Für Bastler ist, wie gesagt, der Dynavox VR70(E), ein Schnäppchen. Für dieses Geld bekommt man hierzulande keine einigermassen brauchbaren Trafos (Netztrafo und Übertrager), schwarz gepulvertes Chassis samt Ausbrüche und eine einigermassen gescheite Platine. Dazu kommen, quasi als Dreingabe, noch Röhren die zumindest im Versuchsstadium gut ihre Dienste verrichten können. Das war es aber auch schon. Der Rest ist für den anspruchsvollen Röhrenverstärker-Liebhaber ohne Schmerzen verzichtbar.
Was von den Trafos (insbesondere des Netztrafos) zu halten ist, erkläre ich weiter unten und es wird dann auch deutlich, warum der China-Röhrenverstärker nichts mit HighEnd zu tun hat.
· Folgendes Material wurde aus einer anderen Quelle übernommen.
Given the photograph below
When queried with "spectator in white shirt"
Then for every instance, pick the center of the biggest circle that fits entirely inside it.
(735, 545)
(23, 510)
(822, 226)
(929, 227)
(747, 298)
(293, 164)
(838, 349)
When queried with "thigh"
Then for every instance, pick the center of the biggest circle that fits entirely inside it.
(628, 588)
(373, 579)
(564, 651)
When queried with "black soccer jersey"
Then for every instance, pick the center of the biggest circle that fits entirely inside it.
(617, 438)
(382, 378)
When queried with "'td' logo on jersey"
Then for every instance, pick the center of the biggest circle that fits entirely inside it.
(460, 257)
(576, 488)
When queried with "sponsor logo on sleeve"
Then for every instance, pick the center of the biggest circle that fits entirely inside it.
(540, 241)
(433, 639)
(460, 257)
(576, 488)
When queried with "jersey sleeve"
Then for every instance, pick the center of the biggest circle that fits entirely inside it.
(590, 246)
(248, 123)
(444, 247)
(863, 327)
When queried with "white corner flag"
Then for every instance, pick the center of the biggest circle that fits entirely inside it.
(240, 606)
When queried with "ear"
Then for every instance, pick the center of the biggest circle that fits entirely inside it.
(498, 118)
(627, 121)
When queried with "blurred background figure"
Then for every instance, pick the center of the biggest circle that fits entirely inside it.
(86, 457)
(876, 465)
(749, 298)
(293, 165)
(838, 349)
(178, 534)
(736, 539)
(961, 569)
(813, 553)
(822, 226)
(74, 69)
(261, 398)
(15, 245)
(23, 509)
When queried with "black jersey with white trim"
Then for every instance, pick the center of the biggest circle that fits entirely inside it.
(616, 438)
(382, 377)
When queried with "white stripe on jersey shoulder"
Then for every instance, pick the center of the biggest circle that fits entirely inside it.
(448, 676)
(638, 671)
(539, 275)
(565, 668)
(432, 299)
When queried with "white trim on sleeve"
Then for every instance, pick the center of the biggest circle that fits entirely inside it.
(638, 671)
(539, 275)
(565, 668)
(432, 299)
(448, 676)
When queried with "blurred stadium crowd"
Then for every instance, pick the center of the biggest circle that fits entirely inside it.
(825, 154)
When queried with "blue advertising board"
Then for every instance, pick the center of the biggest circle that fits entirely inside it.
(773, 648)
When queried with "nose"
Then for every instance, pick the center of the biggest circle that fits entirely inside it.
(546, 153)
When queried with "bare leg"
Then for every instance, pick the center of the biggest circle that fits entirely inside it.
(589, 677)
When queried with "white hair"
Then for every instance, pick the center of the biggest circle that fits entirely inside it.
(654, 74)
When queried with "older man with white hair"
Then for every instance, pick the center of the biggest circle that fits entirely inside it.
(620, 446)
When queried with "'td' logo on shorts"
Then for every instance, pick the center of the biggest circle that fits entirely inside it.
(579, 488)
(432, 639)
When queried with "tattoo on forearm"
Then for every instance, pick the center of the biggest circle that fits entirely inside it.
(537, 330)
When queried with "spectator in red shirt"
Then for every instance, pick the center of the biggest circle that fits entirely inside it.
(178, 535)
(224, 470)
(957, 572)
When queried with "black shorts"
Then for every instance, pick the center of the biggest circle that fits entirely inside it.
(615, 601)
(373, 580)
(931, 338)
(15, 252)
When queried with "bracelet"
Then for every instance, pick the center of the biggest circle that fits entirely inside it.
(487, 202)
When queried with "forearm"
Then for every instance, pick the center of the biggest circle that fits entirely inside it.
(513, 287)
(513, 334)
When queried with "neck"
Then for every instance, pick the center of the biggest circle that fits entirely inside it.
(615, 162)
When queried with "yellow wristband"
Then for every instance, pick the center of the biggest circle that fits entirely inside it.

Wer also seinen Dynavox VR70(E) aufmotzen, sprich tunen, will, der muss sich zunächst ans Reverse Engineering begeben, denn die im Netz dargestellten Pläne orientieren sich oftmals an einem Dynakit ST70 Verstärker (welches prinzipiell zwar der gleiche Plan ist, sich aber im Detail - u.a. Vorstufenröhre - unterscheidet). Verschiedene Schaltpläne.
Wer den Dynavox-Verstärker freiverdrahtet neu aufbauen will (was wirklich gar nicht so schwierig ist, wenn man bereit ist, auch kleinere mechanische Arbeiten auszuführen), der kann sich diese Arbeit natürlich sparen, ansonsten gilt es natürlich, den Leiterbahnen- verlauf und den Bauteilwerten auf die Spur zu kommen.
Ein grosser Schwachpunkt ist das Netzteil dieses Röhrenverstärkers (das war aber auch schon zu Dynakit-Zeiten so). Es muss, wenn man es einigermassen vernünftig machen will, komplett entkernt und von Grund auf neu aufgebaut werden. Eine (gerundet) 240µF Gesamt-Siebkapazität sind doch etwas zuwenig für eine Stereoendstufe mit aufgerundeten 35W (einige technische Angaben sind hier allzu optimistisch und nennen gar 40 oder gar 45 Watt) je Kanal.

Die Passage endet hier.